I can’t remember the awful small talk we conjured to break the ice in those initial moments, but I do remember jumping into the back seat of his friend’s car at the airport and him immediately going into cuddles for the whole way back to his place. This was especially wonderful and terrifying in the first five minutes. I sat there with an uncontrollable smile on my face as this lovely person was hugging my arm and nuzzling my neck. A virgin to all things delightful coming from another person freshly thrown into the fire can only handle a little at a time, but I’m glad I didn’t burst *too much*.
Things go by way too damn fast, especially when they’re the best moments of your life. When they’re spent with your life’s love, in a new and splendidly chaotic environment. Why is time so cruel like that? I never wanted to not be driving to an airport so badly in my life. Just seven days ago its all I wanted to do, now I wished every airport in the world suddenly disappeared.

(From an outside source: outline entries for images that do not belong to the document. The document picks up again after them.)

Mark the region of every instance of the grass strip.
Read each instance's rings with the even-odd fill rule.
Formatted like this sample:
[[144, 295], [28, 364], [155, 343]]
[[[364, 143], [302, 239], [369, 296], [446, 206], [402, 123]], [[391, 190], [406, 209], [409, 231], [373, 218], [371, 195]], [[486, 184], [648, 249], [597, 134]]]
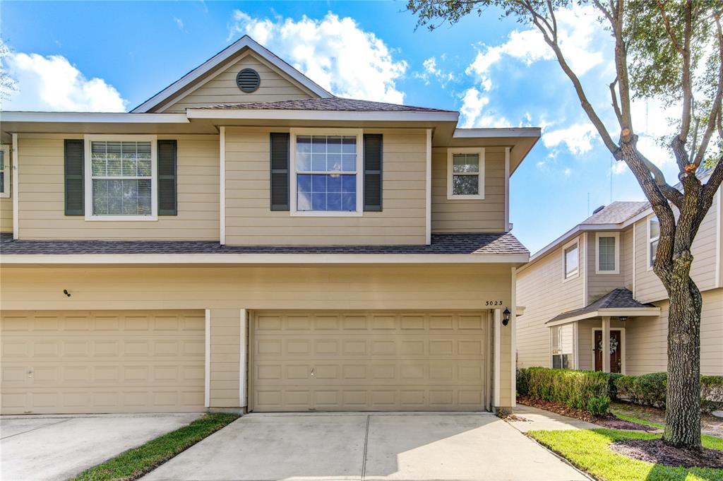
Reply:
[[625, 439], [656, 439], [659, 434], [610, 429], [531, 431], [527, 433], [578, 468], [604, 481], [723, 481], [723, 469], [672, 467], [633, 459], [610, 450]]
[[238, 418], [237, 414], [225, 413], [206, 414], [187, 426], [86, 469], [70, 481], [137, 480]]
[[[616, 417], [620, 418], [624, 421], [630, 421], [630, 422], [637, 422], [638, 424], [644, 425], [646, 426], [651, 426], [652, 427], [657, 427], [658, 429], [665, 429], [665, 425], [660, 422], [653, 422], [652, 421], [649, 421], [647, 420], [643, 420], [640, 417], [636, 417], [634, 416], [628, 416], [628, 414], [624, 414], [622, 412], [615, 411], [614, 409], [611, 410], [611, 412]], [[716, 438], [716, 436], [711, 436], [709, 434], [701, 434], [701, 443], [703, 445], [703, 448], [708, 448], [709, 449], [717, 449], [718, 451], [723, 451], [723, 439], [720, 438]]]

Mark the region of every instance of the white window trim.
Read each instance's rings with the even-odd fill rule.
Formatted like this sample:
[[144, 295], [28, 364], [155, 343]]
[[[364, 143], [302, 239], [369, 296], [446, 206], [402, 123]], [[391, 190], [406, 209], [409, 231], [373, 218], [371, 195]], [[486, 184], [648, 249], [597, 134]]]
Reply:
[[[570, 276], [567, 275], [567, 261], [565, 258], [565, 251], [573, 245], [577, 244], [578, 247], [578, 269]], [[580, 239], [576, 239], [562, 246], [562, 282], [567, 282], [580, 277]]]
[[[595, 331], [602, 331], [602, 328], [592, 328], [592, 341], [591, 346], [593, 349], [591, 352], [592, 353], [592, 370], [595, 370]], [[625, 349], [625, 328], [610, 328], [610, 332], [613, 331], [620, 331], [620, 374], [624, 375], [625, 373], [625, 355], [627, 349]], [[610, 367], [612, 371], [612, 367]]]
[[[289, 150], [289, 215], [292, 217], [361, 217], [364, 214], [364, 130], [362, 129], [290, 129]], [[296, 136], [356, 136], [356, 210], [296, 210]], [[302, 174], [309, 174], [303, 172]], [[348, 174], [348, 172], [347, 172]]]
[[12, 148], [11, 148], [10, 145], [3, 144], [2, 152], [3, 152], [3, 161], [4, 163], [4, 169], [3, 169], [2, 171], [5, 173], [5, 182], [4, 182], [4, 185], [3, 185], [3, 187], [5, 187], [5, 189], [4, 190], [0, 191], [0, 197], [4, 199], [9, 199], [10, 198], [10, 176], [11, 176], [10, 171], [12, 170], [12, 163], [10, 161], [10, 158], [12, 157], [11, 154], [12, 153]]
[[647, 230], [648, 230], [648, 234], [646, 236], [646, 239], [647, 239], [648, 242], [645, 244], [646, 251], [647, 252], [647, 254], [646, 255], [646, 268], [648, 271], [652, 271], [653, 270], [653, 256], [651, 255], [651, 252], [650, 252], [650, 246], [655, 241], [656, 241], [656, 240], [659, 241], [660, 240], [660, 234], [659, 234], [659, 232], [660, 232], [660, 221], [659, 220], [658, 221], [658, 232], [659, 232], [658, 237], [656, 237], [655, 239], [651, 239], [650, 238], [650, 223], [651, 223], [651, 221], [654, 218], [657, 218], [657, 216], [655, 216], [654, 214], [652, 215], [652, 216], [649, 216], [648, 218], [645, 221], [645, 224], [646, 224], [646, 225], [647, 226]]
[[[613, 269], [612, 271], [600, 270], [600, 239], [602, 237], [614, 237], [615, 239], [615, 268]], [[620, 273], [620, 232], [595, 233], [595, 273], [596, 274]]]
[[[479, 171], [476, 174], [469, 173], [469, 175], [478, 175], [478, 192], [476, 195], [455, 195], [454, 187], [453, 186], [453, 175], [460, 175], [459, 172], [455, 174], [452, 171], [453, 165], [454, 154], [455, 153], [476, 153], [479, 158]], [[462, 174], [464, 175], [464, 174]], [[447, 200], [465, 200], [471, 199], [484, 199], [484, 149], [479, 147], [468, 147], [464, 148], [447, 149]]]
[[[93, 140], [121, 140], [128, 142], [150, 141], [150, 216], [95, 216], [93, 213], [93, 162], [90, 156], [90, 142]], [[158, 150], [156, 135], [106, 135], [103, 134], [87, 135], [83, 137], [85, 149], [85, 195], [86, 221], [158, 221]]]

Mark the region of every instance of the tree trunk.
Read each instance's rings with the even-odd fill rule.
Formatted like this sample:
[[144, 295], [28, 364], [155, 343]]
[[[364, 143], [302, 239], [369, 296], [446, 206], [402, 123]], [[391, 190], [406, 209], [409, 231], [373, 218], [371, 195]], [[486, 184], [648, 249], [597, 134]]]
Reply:
[[676, 448], [700, 451], [701, 307], [703, 299], [688, 272], [672, 277], [673, 281], [666, 286], [670, 301], [667, 404], [663, 441]]

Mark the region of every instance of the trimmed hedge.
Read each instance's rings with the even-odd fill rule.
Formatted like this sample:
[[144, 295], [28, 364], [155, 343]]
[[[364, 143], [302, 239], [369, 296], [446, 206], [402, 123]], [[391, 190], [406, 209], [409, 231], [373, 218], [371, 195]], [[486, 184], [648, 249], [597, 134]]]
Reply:
[[[665, 409], [667, 375], [653, 373], [626, 376], [599, 371], [528, 367], [517, 371], [520, 396], [562, 402], [593, 414], [602, 410], [607, 399]], [[591, 401], [591, 399], [594, 401]], [[723, 376], [701, 376], [701, 410], [723, 410]]]
[[517, 391], [544, 401], [561, 402], [593, 414], [607, 412], [609, 377], [597, 371], [528, 367], [517, 371]]

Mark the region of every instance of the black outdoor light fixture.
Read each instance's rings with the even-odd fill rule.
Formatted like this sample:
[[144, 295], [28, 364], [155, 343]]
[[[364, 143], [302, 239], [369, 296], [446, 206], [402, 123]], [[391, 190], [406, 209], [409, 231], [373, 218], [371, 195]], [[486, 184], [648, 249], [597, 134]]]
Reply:
[[507, 325], [508, 323], [510, 322], [510, 310], [505, 307], [505, 310], [502, 312], [502, 325]]

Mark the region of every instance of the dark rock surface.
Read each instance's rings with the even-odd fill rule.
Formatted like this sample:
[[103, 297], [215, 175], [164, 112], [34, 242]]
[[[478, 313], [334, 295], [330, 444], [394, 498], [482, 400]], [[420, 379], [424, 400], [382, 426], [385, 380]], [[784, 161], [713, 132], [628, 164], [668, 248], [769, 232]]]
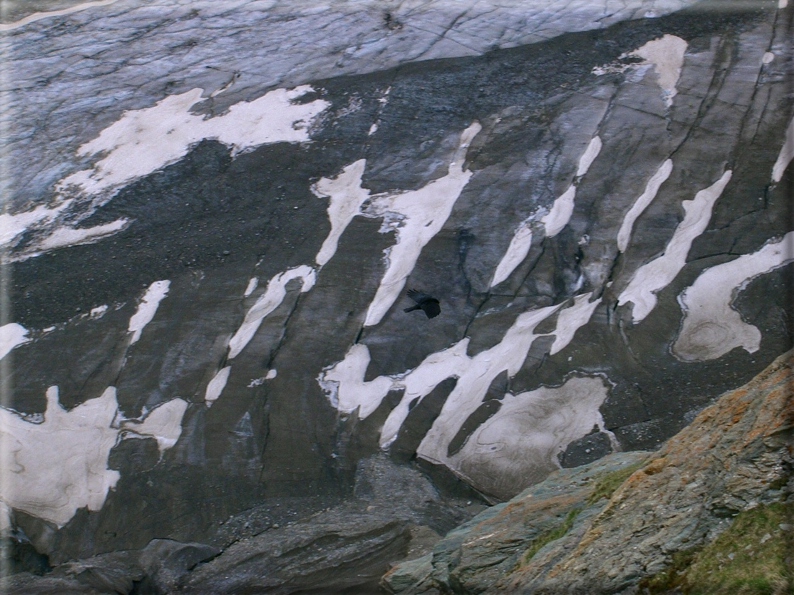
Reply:
[[[789, 352], [722, 396], [657, 452], [616, 453], [557, 471], [483, 511], [447, 534], [432, 553], [391, 569], [384, 586], [406, 595], [636, 593], [647, 592], [638, 586], [653, 584], [649, 579], [672, 567], [673, 576], [680, 575], [673, 584], [685, 586], [683, 592], [726, 592], [730, 583], [720, 574], [725, 567], [730, 573], [733, 557], [711, 576], [682, 577], [738, 515], [781, 502], [790, 510], [791, 358]], [[783, 525], [772, 527], [775, 539], [790, 531]], [[759, 537], [766, 542], [772, 533]], [[763, 550], [757, 542], [738, 546], [756, 554]], [[774, 555], [788, 567], [788, 577], [761, 578], [771, 579], [769, 592], [785, 593], [791, 588], [791, 551]], [[762, 558], [756, 560], [759, 567]], [[677, 562], [682, 559], [688, 564]], [[738, 581], [730, 591], [764, 588]]]
[[371, 581], [791, 346], [791, 7], [387, 4], [9, 8], [20, 584]]

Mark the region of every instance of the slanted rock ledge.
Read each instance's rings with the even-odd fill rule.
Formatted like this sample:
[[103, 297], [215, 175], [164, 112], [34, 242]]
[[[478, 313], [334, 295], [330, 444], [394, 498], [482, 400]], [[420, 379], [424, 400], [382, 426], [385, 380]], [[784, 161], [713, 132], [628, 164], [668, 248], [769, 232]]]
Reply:
[[710, 573], [701, 567], [722, 559], [716, 547], [730, 548], [718, 537], [735, 533], [737, 516], [791, 516], [791, 362], [791, 351], [780, 356], [652, 454], [616, 453], [563, 469], [483, 511], [431, 554], [392, 568], [383, 586], [403, 594], [637, 593], [671, 585], [717, 593], [755, 580], [768, 592], [790, 592], [790, 519], [739, 542], [748, 559], [767, 562], [755, 565], [756, 574], [777, 568], [779, 575], [730, 574], [740, 561], [732, 553]]

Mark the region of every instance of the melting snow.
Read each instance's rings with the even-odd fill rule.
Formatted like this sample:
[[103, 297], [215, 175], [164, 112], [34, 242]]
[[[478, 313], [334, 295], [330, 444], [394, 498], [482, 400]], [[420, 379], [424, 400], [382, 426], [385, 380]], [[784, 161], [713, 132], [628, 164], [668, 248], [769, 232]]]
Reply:
[[649, 41], [641, 48], [634, 50], [629, 56], [639, 56], [653, 64], [658, 76], [658, 84], [662, 89], [662, 97], [667, 107], [673, 105], [673, 97], [678, 90], [678, 77], [684, 65], [684, 53], [687, 42], [675, 35], [664, 35]]
[[130, 318], [130, 325], [127, 329], [129, 332], [134, 333], [130, 340], [130, 345], [136, 343], [141, 338], [141, 333], [144, 327], [149, 324], [154, 318], [160, 302], [168, 295], [168, 289], [171, 286], [170, 281], [155, 281], [146, 290], [141, 303], [138, 304], [138, 309], [135, 314]]
[[226, 383], [229, 381], [229, 372], [231, 371], [232, 367], [226, 366], [219, 370], [218, 373], [213, 376], [212, 380], [209, 381], [207, 390], [204, 393], [204, 402], [207, 404], [207, 407], [212, 407], [212, 404], [221, 396], [223, 389], [226, 388]]
[[656, 173], [648, 180], [648, 183], [645, 185], [645, 191], [637, 197], [637, 200], [631, 205], [629, 212], [623, 217], [623, 223], [620, 226], [620, 231], [618, 231], [618, 250], [621, 252], [625, 252], [626, 248], [628, 248], [631, 232], [634, 229], [634, 223], [639, 216], [642, 215], [643, 211], [648, 208], [648, 205], [651, 204], [653, 199], [656, 198], [656, 193], [659, 192], [659, 188], [665, 180], [670, 177], [672, 171], [673, 161], [671, 159], [662, 163], [659, 169], [656, 170]]
[[618, 304], [634, 303], [632, 319], [635, 323], [651, 313], [656, 306], [656, 293], [667, 287], [684, 268], [692, 242], [705, 231], [711, 219], [712, 207], [730, 179], [731, 171], [728, 170], [717, 182], [698, 192], [694, 200], [682, 203], [684, 220], [673, 233], [664, 254], [637, 269], [620, 294]]
[[14, 347], [30, 341], [28, 330], [21, 324], [11, 322], [0, 326], [0, 360], [7, 356]]
[[532, 230], [529, 227], [531, 220], [529, 218], [526, 221], [522, 221], [521, 225], [513, 233], [513, 239], [510, 240], [507, 251], [496, 266], [491, 287], [496, 287], [507, 279], [529, 254], [529, 249], [532, 247]]
[[[181, 433], [187, 403], [176, 399], [143, 421], [114, 425], [118, 417], [116, 389], [67, 411], [58, 402], [58, 387], [47, 390], [43, 421], [31, 422], [0, 408], [2, 500], [10, 507], [64, 526], [79, 508], [100, 510], [119, 472], [108, 469], [110, 450], [120, 437], [151, 435], [160, 449]], [[120, 436], [121, 434], [121, 436]]]
[[735, 347], [754, 353], [761, 331], [742, 320], [731, 303], [753, 279], [794, 261], [794, 231], [757, 252], [703, 271], [678, 297], [684, 310], [673, 355], [687, 362], [717, 359]]
[[777, 183], [783, 179], [783, 173], [786, 171], [788, 164], [794, 158], [794, 118], [789, 122], [786, 128], [786, 140], [780, 149], [780, 154], [777, 156], [777, 161], [772, 167], [772, 181]]
[[214, 118], [190, 112], [204, 101], [202, 89], [171, 95], [149, 108], [126, 111], [78, 149], [80, 156], [102, 154], [102, 159], [92, 169], [61, 180], [58, 189], [67, 192], [73, 187], [85, 194], [116, 191], [179, 161], [204, 139], [232, 147], [233, 154], [266, 143], [307, 141], [311, 121], [329, 106], [320, 99], [293, 103], [312, 90], [309, 85], [276, 89], [254, 101], [236, 103]]
[[229, 341], [229, 359], [237, 357], [245, 349], [248, 342], [259, 330], [262, 320], [273, 310], [278, 308], [284, 296], [287, 295], [285, 286], [292, 279], [301, 280], [301, 293], [309, 291], [314, 286], [316, 273], [310, 266], [302, 265], [279, 273], [267, 284], [267, 289], [245, 315], [243, 323]]

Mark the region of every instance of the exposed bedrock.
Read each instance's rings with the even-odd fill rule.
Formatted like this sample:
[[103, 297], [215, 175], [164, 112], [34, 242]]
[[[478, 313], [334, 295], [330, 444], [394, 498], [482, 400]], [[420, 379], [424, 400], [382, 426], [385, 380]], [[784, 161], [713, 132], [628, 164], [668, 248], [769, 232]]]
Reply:
[[[585, 4], [14, 8], [3, 530], [221, 576], [219, 523], [279, 504], [296, 548], [320, 513], [386, 564], [788, 350], [792, 7]], [[381, 459], [430, 483], [362, 516]]]
[[405, 595], [785, 593], [791, 357], [722, 396], [660, 450], [556, 471], [392, 568], [384, 585]]

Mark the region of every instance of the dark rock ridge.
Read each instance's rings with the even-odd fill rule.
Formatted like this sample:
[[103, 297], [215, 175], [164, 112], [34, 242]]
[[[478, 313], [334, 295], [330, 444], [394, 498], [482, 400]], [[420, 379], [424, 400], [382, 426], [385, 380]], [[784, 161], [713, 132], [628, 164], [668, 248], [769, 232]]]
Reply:
[[[221, 550], [194, 571], [221, 591], [260, 580], [248, 557], [257, 588], [313, 588], [276, 540], [336, 552], [315, 583], [371, 582], [461, 501], [658, 448], [791, 346], [783, 4], [469, 7], [520, 31], [468, 49], [465, 11], [426, 34], [402, 4], [5, 23], [14, 568], [187, 588], [142, 566], [167, 540]], [[310, 40], [348, 25], [336, 69]], [[268, 49], [293, 27], [316, 62]], [[409, 287], [441, 314], [405, 314]], [[430, 483], [364, 514], [384, 458]]]
[[[551, 474], [393, 568], [384, 584], [406, 595], [790, 592], [791, 363], [791, 352], [781, 356], [654, 453]], [[752, 540], [723, 538], [770, 509], [787, 511], [784, 522]], [[745, 574], [732, 573], [736, 552], [749, 559]], [[698, 572], [715, 555], [713, 571]]]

Anything at all to keep this person’s arm around me forever and ever. Anything to stop the mile-by-mild progression toward the best week of my life coming to its end.
“This isn’t the last time”
“I will see you up ahead”
We exchange a final hug before I break away to get this shit over with. I pick up my bags and go to check in for the outbound flight.
“I love you. No looking back”
Now that I’m back into my usual cycle, I’m of course introduced to new life obligations outside of writing and work – related to money, housing, family and where this relationship will take us. Consider this the part where I say that only my best efforts in balancing my responsibilities with my self-endowed responsibility in converting ideas and events into neat text will be at the helm of my life for the remainder of the year. Normally in a week I would have sorted through my notes and drafts enough to gain direction, but to be safe I’ll give myself the remainder of the month to have everything sorted. Thanks to all those who stick with me and those similar to me. Its the small lights that inevitably shine brighter than the greater, shallow ones.